I’m not sure what the quick fix is for Detroit here. In fact, looking over the names that lead the team in short-handed ice-time: Jonathan Ericson, Kyle Quincey, Brad Lashoff and Ken Huskins – I have to think that it’s possible that Detroit’s penalty-killing issue is deep and structural. One thing that could be tried, I suppose, would be giving the likes of Datsyuk, Zetterberg, Kronwall and Flippula additional short-handed minutes in an effort to stem the bleeding – but using your best players on the penalty-kill should be a last resort. Detroit may find themselves in a situation where they just have to try it sooner than later though…
The power-play on the other hand, is a trickier fix, since Babcock is already using his top-personnel on the first unit. Really Detroit is probably just going to have to cross their fingers and hope that when Ian White gets up to speed and Mikael Samuelsson returns to action, they’ll at least be able to make do. It’s tough to imagine a five-man unit featuring Samuelsson, Johan Franzen, Henrik Zetterberg, Pavel Datsyuk and Nicklas Kronwall can’t capitalize on power-play opportunities at a clip near the league average going forward…
Finally we get to the good news. Injuries aside, the Red Wings remain the gold standard in puck possession systems. They’re not a crushing wave like the Los Angeles Kings are, but through all of their injury woes, they’re handling events at even-strength. Detroit is in the top-five in Fenwick percentage tied, and are sixth in Fenwick close through nine games. Obviously we’re not at a stage where we can draw anything but proto-inferences from that data, but based on this club’s track record, I’d expect that to continue.

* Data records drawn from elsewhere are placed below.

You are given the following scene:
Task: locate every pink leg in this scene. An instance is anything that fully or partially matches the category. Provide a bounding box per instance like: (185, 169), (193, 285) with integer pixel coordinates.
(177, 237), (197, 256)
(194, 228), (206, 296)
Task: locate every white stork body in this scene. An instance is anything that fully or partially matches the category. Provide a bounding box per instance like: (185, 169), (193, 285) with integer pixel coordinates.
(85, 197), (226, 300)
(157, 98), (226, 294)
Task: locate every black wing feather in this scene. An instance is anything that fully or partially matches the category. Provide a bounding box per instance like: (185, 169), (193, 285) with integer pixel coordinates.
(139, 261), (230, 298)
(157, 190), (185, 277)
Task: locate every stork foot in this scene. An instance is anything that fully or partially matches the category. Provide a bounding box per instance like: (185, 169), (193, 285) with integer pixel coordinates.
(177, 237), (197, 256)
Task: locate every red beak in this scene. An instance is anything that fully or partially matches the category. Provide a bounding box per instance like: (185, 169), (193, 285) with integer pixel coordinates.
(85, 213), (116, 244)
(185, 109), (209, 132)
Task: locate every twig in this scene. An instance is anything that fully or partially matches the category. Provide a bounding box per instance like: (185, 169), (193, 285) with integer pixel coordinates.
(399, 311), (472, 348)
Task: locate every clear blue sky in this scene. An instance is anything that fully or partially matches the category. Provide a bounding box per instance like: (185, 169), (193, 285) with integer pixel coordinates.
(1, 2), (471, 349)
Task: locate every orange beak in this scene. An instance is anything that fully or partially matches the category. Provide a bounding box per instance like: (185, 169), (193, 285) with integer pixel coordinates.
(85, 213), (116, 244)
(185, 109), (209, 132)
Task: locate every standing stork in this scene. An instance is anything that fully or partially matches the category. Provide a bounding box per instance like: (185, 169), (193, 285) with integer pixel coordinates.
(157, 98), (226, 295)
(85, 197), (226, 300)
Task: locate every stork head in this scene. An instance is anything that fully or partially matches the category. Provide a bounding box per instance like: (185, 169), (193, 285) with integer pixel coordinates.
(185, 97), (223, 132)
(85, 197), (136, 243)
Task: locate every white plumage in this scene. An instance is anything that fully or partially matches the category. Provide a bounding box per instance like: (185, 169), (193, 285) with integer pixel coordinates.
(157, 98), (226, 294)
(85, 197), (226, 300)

Detroit is also due a few bounces here and there at even-strength, with their on-ice shooting percentage hovering below 7%.

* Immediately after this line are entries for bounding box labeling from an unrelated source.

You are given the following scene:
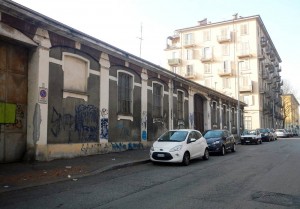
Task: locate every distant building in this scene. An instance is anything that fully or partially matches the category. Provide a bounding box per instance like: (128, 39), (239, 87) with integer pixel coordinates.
(0, 0), (245, 163)
(282, 94), (299, 133)
(165, 14), (283, 129)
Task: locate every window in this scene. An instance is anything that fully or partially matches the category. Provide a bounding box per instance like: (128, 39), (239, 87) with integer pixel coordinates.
(245, 116), (252, 130)
(223, 60), (231, 73)
(184, 33), (194, 45)
(204, 63), (211, 74)
(240, 42), (250, 55)
(63, 55), (88, 92)
(153, 83), (163, 118)
(177, 91), (184, 120)
(223, 78), (230, 89)
(62, 52), (89, 101)
(172, 52), (178, 59)
(118, 72), (133, 115)
(222, 44), (230, 56)
(204, 78), (211, 88)
(203, 30), (210, 41)
(241, 24), (248, 35)
(186, 49), (193, 60)
(238, 60), (250, 71)
(240, 76), (251, 87)
(202, 47), (212, 59)
(243, 95), (254, 105)
(186, 65), (194, 76)
(172, 67), (179, 74)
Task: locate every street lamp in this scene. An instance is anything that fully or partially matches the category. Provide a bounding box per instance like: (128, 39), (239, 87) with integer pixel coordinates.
(237, 61), (244, 137)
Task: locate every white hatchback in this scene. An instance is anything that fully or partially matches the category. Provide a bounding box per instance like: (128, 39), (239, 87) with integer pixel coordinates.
(150, 129), (209, 165)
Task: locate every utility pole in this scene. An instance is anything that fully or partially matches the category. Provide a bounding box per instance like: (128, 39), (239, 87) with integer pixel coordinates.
(137, 23), (143, 57)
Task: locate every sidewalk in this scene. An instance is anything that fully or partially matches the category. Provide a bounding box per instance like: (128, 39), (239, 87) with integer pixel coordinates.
(0, 149), (149, 193)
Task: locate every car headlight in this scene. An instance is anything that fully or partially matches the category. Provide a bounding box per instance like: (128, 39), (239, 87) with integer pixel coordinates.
(170, 145), (182, 152)
(212, 140), (220, 144)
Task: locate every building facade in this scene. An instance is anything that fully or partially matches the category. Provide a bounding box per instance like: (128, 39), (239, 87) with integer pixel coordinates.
(165, 14), (283, 129)
(282, 94), (299, 134)
(0, 0), (245, 162)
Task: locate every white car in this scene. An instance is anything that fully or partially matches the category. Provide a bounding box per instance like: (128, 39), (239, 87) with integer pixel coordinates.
(241, 129), (262, 144)
(150, 129), (209, 165)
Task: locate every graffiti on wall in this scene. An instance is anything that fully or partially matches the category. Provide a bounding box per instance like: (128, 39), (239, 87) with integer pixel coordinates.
(141, 111), (147, 140)
(50, 104), (99, 143)
(111, 142), (144, 151)
(75, 104), (99, 141)
(100, 108), (109, 139)
(5, 104), (25, 130)
(116, 122), (138, 141)
(189, 113), (194, 128)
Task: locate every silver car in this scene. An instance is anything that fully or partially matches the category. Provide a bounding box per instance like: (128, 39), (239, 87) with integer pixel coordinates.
(275, 129), (289, 138)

At the moment Detroit has Pavel Datsyuk, of course, who has primarily skated in between Todd Bertuzzi and Valteri Flippula on a checking line that has soaked up the minutes against the opposition’s top-line. Henrik Zetterberg, twenty-six year old rookie Damien Brunner and Johan Franzen meanwhile have been left to mop up the scraps and they’ve excelled in that role. The third line of Justin Abdelkadar, Dan Cleary and whomever is healthy enough to join them (primarily Patrick Eaves or Drew Miller) has done alright and the fourth line isn’t getting their teeth kicked in too badly. That forward group remains a top-10 group in the league, and at evens they’ve generally handled their opponents despite the woeful puck luck.
Ultimately, Detroit should be saved by the steady play of Jimmy Howard in net and the overwhelming quality of their even-strength puck possession. I do think Babcock is going to need to move his top players into a power-play role though, and that ken Holland might need to be looking around for an overpaid defenseman he can acquire on the cheap. The Red Wings aren’t an elite team anymore, not with that blueline, but they’re a playoff team and I think they’re better than they’ve looked so far this season.